Deux scènes dans une famille ordinaire américaine. Pendant un repas, le père explique à ses deux fils que toute société comprend les moutons qui subissent, les loups qui agressent, les gardiens du troupeau qui protègent. Il les incite à suivre cette dernière voie. A l’occasion d’une journée de chasse, le fils aîné abat un cervidé. Tout à sa joie, il court vers l’animal et laisse tomber son fusil à terre. Son père l’arrête d’un sévère « un homme ne doit jamais abandonner son arme ». Le destin du héros du film, Chris Kyle, interprété par l’excellent Bradley Cooper, est fixé.
American sniper, le dernier film du toujours jeune Clint Eastwood, malgré ses 85 ans, raconte la vie du véritable Chris Kyle. Né en 1974, texan, il essaie de devenir cow-boy de rodéo avant de s’engager dans les Navy Seals, troupe d’élite de l’armée américaine. Exceptionnel tireur, il est affecté comme sniper à la protection des Marines. Alors qu’il vient de se marier et d’avoir un puis deux enfants, il va être envoyé en Irak pour des séjours de 9 mois à quatre reprises de 2003 à 2009.
Comme dans la plupart des films réalisés par Clint Eastwood, American sniper est d’abord une réflexion sur le sens de la vie et la destinée humaine. Chris Kyle va se trouver confronté à la violence et à la dureté de la guerre. En Irak, celle-ci est à la fois une guerre étrangère, une guerre idéologique et une guerre civile. Il n’y a pas de champ de bataille. Tout individu est un ennemi potentiel. Chris Kyle, dans sa mission de sniper, allongé sur un toit terrasse, devra décider s’il doit tirer sur des enfants ou des femmes pour sauver la vie de ses camarades de combat. C’est un premier conflit douloureux entre son devoir de patriote américain et les horreurs de la guerre.

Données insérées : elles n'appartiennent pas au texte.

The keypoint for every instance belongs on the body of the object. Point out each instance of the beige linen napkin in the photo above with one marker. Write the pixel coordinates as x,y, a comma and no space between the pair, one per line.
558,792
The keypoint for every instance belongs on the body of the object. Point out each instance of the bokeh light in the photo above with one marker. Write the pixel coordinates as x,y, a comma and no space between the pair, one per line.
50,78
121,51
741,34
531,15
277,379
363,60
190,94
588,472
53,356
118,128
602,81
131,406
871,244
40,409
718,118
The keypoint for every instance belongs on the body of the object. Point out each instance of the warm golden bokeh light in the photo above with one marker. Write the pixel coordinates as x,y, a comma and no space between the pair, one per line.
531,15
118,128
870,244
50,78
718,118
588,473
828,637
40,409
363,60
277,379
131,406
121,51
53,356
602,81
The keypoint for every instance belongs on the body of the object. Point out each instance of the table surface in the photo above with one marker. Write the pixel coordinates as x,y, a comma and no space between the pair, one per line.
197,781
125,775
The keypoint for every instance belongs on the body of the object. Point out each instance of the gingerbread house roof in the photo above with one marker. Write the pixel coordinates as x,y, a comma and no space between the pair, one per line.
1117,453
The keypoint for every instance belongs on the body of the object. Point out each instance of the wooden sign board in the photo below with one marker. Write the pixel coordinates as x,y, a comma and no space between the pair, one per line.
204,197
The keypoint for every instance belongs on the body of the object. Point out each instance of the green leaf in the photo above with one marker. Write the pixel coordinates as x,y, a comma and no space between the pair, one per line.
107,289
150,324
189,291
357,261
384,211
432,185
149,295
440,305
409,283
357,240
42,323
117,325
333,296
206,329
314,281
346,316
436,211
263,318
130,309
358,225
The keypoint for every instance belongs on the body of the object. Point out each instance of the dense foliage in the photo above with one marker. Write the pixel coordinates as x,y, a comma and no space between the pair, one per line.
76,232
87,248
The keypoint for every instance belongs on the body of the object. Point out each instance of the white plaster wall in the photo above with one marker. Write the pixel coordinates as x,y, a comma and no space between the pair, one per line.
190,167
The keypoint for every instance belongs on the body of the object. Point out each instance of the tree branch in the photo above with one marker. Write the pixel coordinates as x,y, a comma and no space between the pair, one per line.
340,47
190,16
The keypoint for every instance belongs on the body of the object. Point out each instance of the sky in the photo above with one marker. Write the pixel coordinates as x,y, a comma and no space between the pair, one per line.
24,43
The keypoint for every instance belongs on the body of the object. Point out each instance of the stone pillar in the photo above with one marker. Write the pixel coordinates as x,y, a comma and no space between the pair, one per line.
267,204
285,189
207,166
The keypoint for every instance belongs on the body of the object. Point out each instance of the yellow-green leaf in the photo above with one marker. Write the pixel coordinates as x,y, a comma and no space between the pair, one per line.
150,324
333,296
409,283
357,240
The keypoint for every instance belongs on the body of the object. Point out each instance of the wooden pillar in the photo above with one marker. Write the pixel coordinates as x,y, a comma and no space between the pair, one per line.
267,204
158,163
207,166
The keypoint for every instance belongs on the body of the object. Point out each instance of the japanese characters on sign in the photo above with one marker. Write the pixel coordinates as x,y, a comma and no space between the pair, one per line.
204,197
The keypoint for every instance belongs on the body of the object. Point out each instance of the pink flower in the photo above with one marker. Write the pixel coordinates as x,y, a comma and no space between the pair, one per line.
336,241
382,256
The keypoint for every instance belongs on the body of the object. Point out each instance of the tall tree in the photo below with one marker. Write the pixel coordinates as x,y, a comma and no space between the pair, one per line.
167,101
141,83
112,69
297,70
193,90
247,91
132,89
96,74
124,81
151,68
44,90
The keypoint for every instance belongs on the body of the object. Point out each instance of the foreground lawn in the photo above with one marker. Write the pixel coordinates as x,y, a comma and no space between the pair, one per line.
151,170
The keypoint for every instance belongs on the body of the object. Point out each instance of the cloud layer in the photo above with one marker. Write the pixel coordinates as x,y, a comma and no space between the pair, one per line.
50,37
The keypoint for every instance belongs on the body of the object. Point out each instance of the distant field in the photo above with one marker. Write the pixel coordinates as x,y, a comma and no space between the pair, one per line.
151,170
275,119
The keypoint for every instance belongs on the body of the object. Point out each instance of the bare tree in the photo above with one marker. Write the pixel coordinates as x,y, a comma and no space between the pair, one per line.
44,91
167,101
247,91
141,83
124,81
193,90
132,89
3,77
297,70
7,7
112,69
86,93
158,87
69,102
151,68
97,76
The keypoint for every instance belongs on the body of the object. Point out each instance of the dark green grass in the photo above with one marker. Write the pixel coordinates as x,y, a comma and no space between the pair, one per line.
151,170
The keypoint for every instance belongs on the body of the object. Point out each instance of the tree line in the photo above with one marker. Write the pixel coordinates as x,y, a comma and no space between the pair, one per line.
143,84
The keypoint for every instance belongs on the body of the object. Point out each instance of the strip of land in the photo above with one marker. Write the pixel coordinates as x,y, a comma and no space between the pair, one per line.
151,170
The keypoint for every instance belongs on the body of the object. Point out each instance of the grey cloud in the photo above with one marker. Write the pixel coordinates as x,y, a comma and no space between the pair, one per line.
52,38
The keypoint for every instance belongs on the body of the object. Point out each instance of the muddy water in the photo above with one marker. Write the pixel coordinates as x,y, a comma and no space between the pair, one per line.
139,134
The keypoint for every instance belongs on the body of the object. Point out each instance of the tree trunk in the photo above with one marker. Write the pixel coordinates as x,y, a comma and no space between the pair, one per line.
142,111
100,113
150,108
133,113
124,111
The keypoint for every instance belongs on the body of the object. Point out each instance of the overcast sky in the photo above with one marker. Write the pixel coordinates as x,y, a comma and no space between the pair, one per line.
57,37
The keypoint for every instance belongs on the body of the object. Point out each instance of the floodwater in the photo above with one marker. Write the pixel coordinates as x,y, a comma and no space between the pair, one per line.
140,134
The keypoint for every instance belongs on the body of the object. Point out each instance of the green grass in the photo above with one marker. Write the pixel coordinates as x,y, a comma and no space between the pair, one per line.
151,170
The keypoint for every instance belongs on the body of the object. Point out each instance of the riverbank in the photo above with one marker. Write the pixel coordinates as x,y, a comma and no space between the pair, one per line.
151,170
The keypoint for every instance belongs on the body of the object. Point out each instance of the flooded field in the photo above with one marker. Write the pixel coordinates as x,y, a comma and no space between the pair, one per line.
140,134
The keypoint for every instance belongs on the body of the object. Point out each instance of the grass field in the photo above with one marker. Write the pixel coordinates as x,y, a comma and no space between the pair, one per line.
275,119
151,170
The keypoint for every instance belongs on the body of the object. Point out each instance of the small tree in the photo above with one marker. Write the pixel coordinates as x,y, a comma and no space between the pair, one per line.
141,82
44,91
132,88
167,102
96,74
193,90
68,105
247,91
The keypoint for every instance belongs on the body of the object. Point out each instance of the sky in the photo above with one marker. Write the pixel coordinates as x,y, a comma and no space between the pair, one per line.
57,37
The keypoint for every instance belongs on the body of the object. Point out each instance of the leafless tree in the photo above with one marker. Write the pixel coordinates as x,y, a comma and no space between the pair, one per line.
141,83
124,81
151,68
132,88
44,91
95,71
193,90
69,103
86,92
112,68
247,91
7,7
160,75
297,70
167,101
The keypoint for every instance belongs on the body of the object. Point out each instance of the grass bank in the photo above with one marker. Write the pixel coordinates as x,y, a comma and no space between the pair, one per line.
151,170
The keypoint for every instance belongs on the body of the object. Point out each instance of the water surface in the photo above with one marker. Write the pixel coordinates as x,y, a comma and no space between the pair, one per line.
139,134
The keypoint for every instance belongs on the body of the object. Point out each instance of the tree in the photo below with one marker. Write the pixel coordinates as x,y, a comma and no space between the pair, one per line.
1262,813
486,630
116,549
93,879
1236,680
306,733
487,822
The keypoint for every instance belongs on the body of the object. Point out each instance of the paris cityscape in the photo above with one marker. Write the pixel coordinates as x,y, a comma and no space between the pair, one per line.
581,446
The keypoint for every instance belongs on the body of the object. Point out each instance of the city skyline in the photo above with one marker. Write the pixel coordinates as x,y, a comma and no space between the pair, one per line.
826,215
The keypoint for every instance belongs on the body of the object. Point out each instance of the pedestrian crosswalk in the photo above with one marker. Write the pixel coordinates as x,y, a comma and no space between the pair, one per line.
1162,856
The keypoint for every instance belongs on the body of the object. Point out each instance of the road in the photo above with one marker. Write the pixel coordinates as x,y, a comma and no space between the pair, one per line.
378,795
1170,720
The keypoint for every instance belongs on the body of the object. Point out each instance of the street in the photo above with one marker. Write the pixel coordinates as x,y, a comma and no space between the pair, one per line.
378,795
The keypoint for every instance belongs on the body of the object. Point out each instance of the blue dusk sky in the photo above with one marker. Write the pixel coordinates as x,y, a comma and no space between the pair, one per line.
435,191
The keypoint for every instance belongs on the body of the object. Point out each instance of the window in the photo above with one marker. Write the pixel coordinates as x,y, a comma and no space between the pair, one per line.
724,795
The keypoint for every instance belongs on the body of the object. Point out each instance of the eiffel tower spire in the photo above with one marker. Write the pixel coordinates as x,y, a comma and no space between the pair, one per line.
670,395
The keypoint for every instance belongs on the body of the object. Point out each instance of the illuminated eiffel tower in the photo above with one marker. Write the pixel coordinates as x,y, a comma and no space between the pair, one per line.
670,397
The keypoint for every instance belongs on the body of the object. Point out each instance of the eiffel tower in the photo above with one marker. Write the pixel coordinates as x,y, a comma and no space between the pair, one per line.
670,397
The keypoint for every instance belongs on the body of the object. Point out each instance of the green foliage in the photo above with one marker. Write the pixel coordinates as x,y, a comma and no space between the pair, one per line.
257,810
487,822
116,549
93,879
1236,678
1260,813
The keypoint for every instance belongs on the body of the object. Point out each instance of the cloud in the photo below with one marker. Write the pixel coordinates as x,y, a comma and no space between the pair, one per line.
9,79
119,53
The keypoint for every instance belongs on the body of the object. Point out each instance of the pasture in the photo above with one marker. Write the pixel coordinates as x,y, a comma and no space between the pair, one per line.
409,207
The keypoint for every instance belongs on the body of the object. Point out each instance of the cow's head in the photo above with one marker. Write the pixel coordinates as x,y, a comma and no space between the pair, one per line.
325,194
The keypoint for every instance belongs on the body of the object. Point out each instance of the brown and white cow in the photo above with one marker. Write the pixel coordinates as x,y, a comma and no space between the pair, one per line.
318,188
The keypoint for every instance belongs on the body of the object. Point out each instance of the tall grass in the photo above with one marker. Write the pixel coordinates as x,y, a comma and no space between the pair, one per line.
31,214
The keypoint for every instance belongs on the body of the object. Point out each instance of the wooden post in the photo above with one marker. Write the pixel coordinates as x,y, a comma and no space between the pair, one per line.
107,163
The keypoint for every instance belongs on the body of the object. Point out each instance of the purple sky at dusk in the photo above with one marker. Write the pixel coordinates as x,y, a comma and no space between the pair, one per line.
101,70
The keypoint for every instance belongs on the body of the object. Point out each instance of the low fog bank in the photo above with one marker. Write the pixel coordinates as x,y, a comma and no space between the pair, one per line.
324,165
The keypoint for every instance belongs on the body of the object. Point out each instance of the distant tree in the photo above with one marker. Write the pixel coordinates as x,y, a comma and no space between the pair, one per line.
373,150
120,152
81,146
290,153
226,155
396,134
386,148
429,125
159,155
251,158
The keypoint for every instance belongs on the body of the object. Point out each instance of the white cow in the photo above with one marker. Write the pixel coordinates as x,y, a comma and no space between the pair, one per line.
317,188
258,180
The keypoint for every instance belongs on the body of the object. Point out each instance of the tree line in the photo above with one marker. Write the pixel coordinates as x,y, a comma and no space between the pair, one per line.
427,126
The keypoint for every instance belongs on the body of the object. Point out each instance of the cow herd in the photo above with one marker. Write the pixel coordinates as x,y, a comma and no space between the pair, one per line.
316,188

Cela va le rendre de plus en plus coupé de ses proches et de la vie civile lors de ses retours au pays. Il a le sentiment d’abandonner ceux qu’il a mission de protéger. Il est déchiré par la nécessité de choisir entre ce qu’il considère comme son devoir, retourner en Irak, et la perte éventuelle de son confortable bonheur familial et de l’amour de sa femme.
Clint Eastwood ne porte aucun jugement. Il décrit la réalité dans toute sa crudité. American sniper, film remarquable, illustre le sens tragique de la vie.